I indulged myself with a long slow lunch at this restaurant that was called Le Brebant. I was so relaxed and I was there so long that eventually the waiter asked me if I wanted to pay. Of course I paid. What was I doing that was so amazing. Not much really. Eating and drinking. I ordered a salad containing burrata. My quick search on the internet told me that burrata is a fresh Italian cow milk cheese (occasionally buffalo milk) made from mozzarella and cream. The outer shell is solid mozzarella, while the inside contains stracciatella and cream. It was really nice! I loved it. It was covered in melon slices and surrounded by cherry tomatoes (and a few leaves of rocket). I ate slowly and mindfully. The bread was also nice, well not just nice, in my opinion, out of this world. I demolished the whole basket. I was rather too full for dessert but I did manage to sip through an espresso. Not normally anything I would drink in the middle of the day but I felt a little bit like doing things differently and I think I needed a kick after my long slow lunch. I also spent sometime experimenting with my Instax camera. I managed to get a good shot of the restaurant after working out how to use the bulb exposure function. When I was not doing all of these things I just lost myself in The Fifth Season. Just pure bliss
I left feeling content – fuelled up physically, mentally and spiritually and continued by walk through Paris to the Notre Dame.
I got to the Notre Dame and could not see a thing, because of all the construction, so I sat by the riverside, people watched and continued reading on my Kindle.
After about an hour I left my spot on the riverside. I did find another view of the Notre Dame which was just as spectacular.
Then I continued walking along the river Seine with heading towards the Eiffel tower.

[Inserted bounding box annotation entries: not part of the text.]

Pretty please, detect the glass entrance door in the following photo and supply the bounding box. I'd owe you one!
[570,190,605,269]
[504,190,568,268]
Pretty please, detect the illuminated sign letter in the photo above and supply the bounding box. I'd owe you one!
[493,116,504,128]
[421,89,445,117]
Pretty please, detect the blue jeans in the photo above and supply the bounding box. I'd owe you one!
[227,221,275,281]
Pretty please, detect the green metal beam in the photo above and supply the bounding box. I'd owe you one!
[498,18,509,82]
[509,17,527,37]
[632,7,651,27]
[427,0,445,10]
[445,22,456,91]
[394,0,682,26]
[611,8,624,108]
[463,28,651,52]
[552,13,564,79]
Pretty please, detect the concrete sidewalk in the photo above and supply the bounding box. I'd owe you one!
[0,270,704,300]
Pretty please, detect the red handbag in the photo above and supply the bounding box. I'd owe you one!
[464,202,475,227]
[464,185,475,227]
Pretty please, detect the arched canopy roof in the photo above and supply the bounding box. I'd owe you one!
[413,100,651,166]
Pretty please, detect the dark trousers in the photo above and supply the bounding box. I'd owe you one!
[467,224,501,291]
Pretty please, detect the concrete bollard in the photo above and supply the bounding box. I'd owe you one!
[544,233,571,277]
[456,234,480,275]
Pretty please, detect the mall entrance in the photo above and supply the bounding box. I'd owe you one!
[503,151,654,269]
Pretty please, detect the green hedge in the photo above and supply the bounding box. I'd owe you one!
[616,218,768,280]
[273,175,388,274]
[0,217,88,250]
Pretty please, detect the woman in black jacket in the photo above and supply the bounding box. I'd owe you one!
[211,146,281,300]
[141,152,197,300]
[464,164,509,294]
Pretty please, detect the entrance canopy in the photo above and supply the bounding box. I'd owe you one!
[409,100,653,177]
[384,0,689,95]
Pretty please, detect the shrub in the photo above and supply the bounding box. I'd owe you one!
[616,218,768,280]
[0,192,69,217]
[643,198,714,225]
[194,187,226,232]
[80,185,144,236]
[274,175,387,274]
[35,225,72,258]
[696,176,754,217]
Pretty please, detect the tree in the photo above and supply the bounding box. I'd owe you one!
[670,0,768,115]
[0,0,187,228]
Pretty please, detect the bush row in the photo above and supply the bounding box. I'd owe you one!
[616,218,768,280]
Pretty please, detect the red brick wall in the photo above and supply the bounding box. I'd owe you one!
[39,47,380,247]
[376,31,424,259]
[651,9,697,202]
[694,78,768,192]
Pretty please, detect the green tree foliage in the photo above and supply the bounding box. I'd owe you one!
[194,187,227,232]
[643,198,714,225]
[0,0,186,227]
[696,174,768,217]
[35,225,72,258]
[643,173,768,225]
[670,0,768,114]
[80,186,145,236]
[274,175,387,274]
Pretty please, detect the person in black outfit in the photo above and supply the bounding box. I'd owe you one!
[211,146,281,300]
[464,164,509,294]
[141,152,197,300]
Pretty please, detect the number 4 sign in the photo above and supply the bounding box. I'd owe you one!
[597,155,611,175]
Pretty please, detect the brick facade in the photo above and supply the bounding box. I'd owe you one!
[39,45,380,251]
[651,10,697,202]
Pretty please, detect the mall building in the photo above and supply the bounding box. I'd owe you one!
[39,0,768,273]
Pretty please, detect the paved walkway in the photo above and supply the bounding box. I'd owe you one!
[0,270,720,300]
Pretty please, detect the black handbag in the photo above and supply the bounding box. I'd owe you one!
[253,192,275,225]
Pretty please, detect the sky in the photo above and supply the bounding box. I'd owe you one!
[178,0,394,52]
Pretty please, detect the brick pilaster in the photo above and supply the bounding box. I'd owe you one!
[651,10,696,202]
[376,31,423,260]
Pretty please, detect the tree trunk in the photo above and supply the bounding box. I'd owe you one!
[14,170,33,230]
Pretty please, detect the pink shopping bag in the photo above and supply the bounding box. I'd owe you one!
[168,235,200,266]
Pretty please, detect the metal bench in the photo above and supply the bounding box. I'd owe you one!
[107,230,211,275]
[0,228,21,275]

And then I was back at my hotel room and my mini-break was over. I was not sad, because it did what it needed to do. I felt refreshed and revived. I feel like, depending on my finances and other commitments, I should do this kind of think more often. ‘This’ being heading away by myself, for myself and just resetting myself. I love being around people, my husband, my family and my friends but sometimes I just need time by myself. I think that’s OK. I think its OK because I chose it. I am guessing that enforced loneliness might be less palatable and I’d be singing a different song. However this choice to be enjoy my own company feels right.